А месяца три спустя – как раз успела расцвести весна – мои православно-католические друзья, встревоженные моими метаниями, отправили меня в Литву к одному очень известному и очень мудрому патеру, дабы он мне вправил мозги и вернул в стадо заблудшую овечку. Патер жил на хуторе среди вишневых садов, устилавших белыми лепестками подвижную гладь Немана. У него было морщинистое добродушное лицо, глаза цвета Немана в солнечный день и воспаление тройничного нерва, от которого он лечился иглоукалыванием.

В доме его все время толклось множество людей – литовцы, русские, и, конечно, евреи. Говорят, время от времени заявлялись тщательно законспирированные товарищи из Комитета Глубокого Бурения, как называли между собой вездесущее КГБ. Такому новоприбывшему патер пристально смотрел в глаза и, обратившись к остальным постояльцам, объявлял:

– А теперь помолимся за душу нашего брата, который прибыл сюда, чтобы обо всем и на всех донести. Помолимся! Эта душа в опасности.

Меня патер подозвал на третий день и спросил, что привело. Я сказал, что запутался в своих отношениях с Б-гом, а затем рассказал и о ночном приключении и о своих метаниях.

– Ну что ж, – сказал патер, – можешь креститься. И ходить в костел или православную церковь. А можешь и не креститься. Ходи в синагогу, если это твоей душе ближе. Может быть, это и есть твой путь. Мы ведь тоже синагога, только новая. Главное – хватит быть одному. Ты должен молиться и служить Б-гу среди таких же рабов Б-жьих, как и ты. Только тогда ты поймешь, чего от тебя хочет Б-г.

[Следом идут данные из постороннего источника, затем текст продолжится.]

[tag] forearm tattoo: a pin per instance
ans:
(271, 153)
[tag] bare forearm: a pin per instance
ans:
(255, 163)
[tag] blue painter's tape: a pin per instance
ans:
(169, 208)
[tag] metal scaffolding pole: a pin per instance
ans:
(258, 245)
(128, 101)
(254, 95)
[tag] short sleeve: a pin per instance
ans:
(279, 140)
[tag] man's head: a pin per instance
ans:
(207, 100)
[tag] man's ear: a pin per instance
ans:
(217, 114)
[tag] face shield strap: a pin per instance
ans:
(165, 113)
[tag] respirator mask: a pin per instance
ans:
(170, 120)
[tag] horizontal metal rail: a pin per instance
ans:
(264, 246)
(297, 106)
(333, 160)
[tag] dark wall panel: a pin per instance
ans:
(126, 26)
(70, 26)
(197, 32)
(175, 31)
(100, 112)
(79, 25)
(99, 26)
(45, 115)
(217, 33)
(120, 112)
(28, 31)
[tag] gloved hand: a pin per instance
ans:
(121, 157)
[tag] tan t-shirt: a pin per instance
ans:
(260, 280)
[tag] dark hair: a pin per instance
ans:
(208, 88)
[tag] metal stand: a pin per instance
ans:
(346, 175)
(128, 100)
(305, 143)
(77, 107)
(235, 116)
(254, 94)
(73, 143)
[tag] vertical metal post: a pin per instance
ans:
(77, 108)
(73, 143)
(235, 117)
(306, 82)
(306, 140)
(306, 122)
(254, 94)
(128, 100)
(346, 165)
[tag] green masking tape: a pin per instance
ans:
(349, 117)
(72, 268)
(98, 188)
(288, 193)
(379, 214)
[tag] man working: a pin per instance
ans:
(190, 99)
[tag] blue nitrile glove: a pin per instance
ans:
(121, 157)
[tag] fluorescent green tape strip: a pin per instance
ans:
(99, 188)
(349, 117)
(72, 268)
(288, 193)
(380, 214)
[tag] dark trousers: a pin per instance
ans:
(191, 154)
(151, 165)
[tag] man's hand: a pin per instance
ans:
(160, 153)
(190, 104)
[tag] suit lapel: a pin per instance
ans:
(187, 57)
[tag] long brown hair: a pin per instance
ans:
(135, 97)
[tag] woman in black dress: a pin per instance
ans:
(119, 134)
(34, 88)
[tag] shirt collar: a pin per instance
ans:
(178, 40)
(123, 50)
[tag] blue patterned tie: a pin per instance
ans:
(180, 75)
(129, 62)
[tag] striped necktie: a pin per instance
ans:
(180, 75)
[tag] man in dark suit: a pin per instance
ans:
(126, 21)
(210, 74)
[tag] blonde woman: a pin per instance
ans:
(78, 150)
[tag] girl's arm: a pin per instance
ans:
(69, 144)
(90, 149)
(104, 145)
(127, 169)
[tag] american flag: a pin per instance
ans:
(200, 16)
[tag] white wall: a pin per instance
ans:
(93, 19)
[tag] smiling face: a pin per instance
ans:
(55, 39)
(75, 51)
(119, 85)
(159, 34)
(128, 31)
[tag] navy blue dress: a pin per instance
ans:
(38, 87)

Его слова я привожу дословно, хотя с еврейской орфографией – по-другому уже не получается.

Никакого решения я на тот момент еще не принял. То есть, в душе-то принял, но сам этого пока не знал. Еврейство уже проснулось во мне, но нужен был еще повод, хотя бы и пустячный, чтобы оттолкнуться от христианства. Этот повод я получил в тот же день.

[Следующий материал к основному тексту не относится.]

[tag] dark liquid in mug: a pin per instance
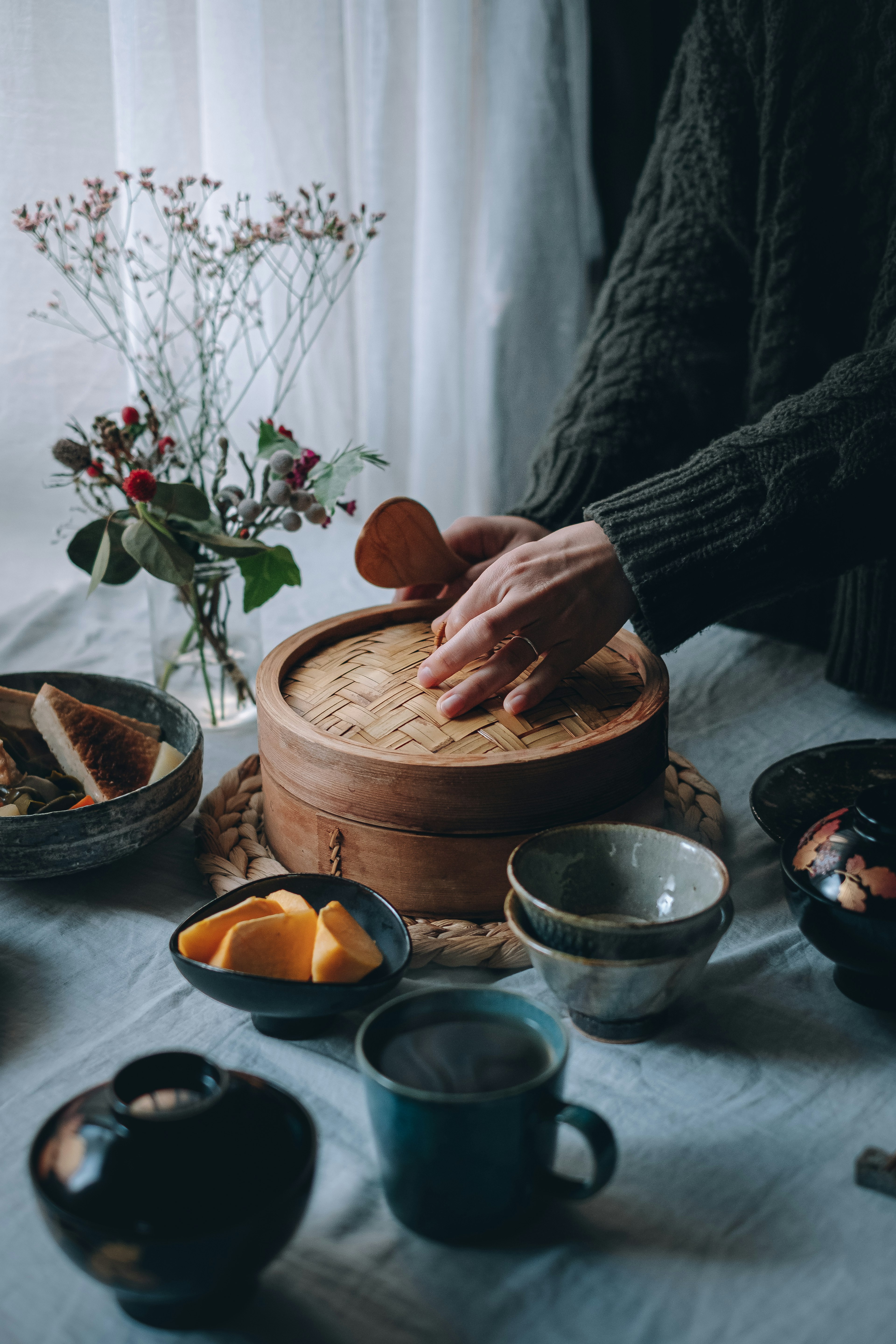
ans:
(477, 1054)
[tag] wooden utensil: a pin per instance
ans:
(401, 546)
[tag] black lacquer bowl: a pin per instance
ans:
(175, 1185)
(61, 843)
(809, 784)
(295, 1010)
(840, 881)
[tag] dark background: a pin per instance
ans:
(633, 45)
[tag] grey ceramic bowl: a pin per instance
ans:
(617, 1002)
(296, 1010)
(62, 843)
(619, 892)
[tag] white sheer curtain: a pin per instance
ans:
(464, 120)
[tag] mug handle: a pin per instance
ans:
(600, 1139)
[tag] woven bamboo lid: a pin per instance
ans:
(344, 729)
(365, 691)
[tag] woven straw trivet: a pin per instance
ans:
(232, 850)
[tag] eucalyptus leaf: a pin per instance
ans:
(84, 546)
(269, 440)
(233, 546)
(268, 574)
(183, 499)
(101, 562)
(328, 480)
(156, 554)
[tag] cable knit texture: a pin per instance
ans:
(731, 423)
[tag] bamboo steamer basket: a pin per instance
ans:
(363, 776)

У патера над дверью справа висели портреты друзей Литвы, а слева – ее врагов. В первом иконостасе среди многочисленных неизвестных мне литовцев и поляков духовного и светского сословий я увидел и лицо Солженицына. Оказалось, они с патером в конце сороковых – начале пятидесятых сидели в одном лагере и с тех пор остались друзьями. По другую сторону двери зияли Гитлер, Сталин, разнообразные русские и европейские монархи. На почетном месте красовалось рыло Муравьева, прозванного Вешателем, палача восстания тысяча восемьсот тридцатого года. Я, разумеется, слыхал о нем и прежде, но только тут мне разъяснили, каким крылатым словам обязана своим происхождением эта кличка. Оказалось, что на вопрос, не является ли он родственником Муравьеву-Апостолу или Никите Муравьеву, «польский» Муравьев ответил: «Я не из тех муравьевых, которых вешают, я из тех муравьевых, которые вешают». К тому времени на зрачки мои уже налипли бирюзовые контактные линзы христианства, и я наивно спросил, через сколько дней после такого высказывания его отлучили от церкви, как, скажем, Льва Толстого. Выяснилось, что ни через сколько.

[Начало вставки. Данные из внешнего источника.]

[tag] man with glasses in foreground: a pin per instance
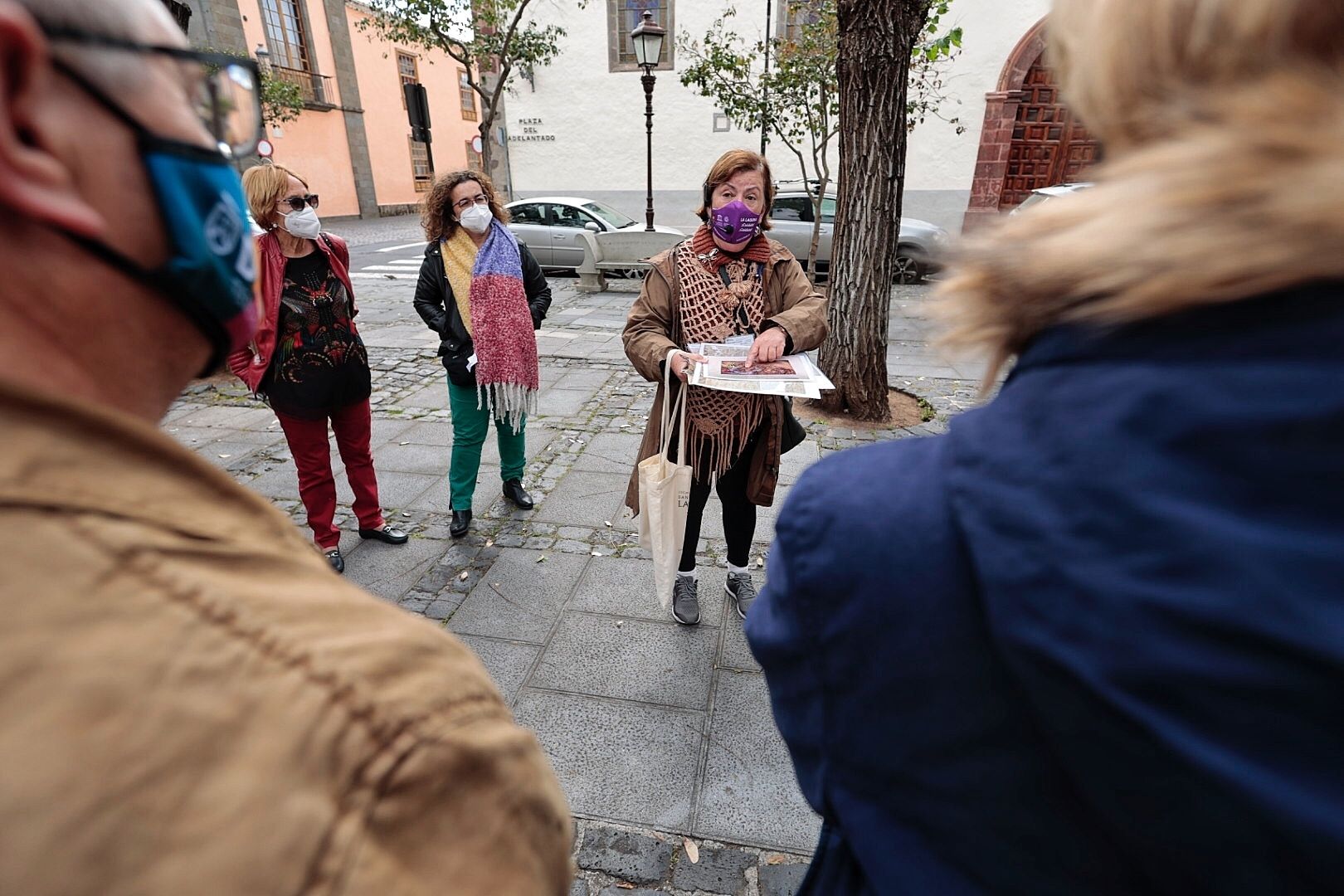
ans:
(190, 700)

Итак, государственный деятель – ладно бы втихаря делал мерзости – но декларирует нечто противоположное духу Учения, а истеблишмент, уходящий корнями в это Учение, спокойно все проглатывает!..

То ли это попало под мое настроение, то ли стало на чаше весов последней пылинкой, но, вернувшись в Москву, я сразу же позвонил Леньке и попросил его о встрече. Он удивился и пригласил меня на шабат.

Зачем я все это сейчас рассказываю? Какое отношение все это имеет к убийствам на баскетбольной площадке? В нашей Вселенной все ко всему имеет отношение.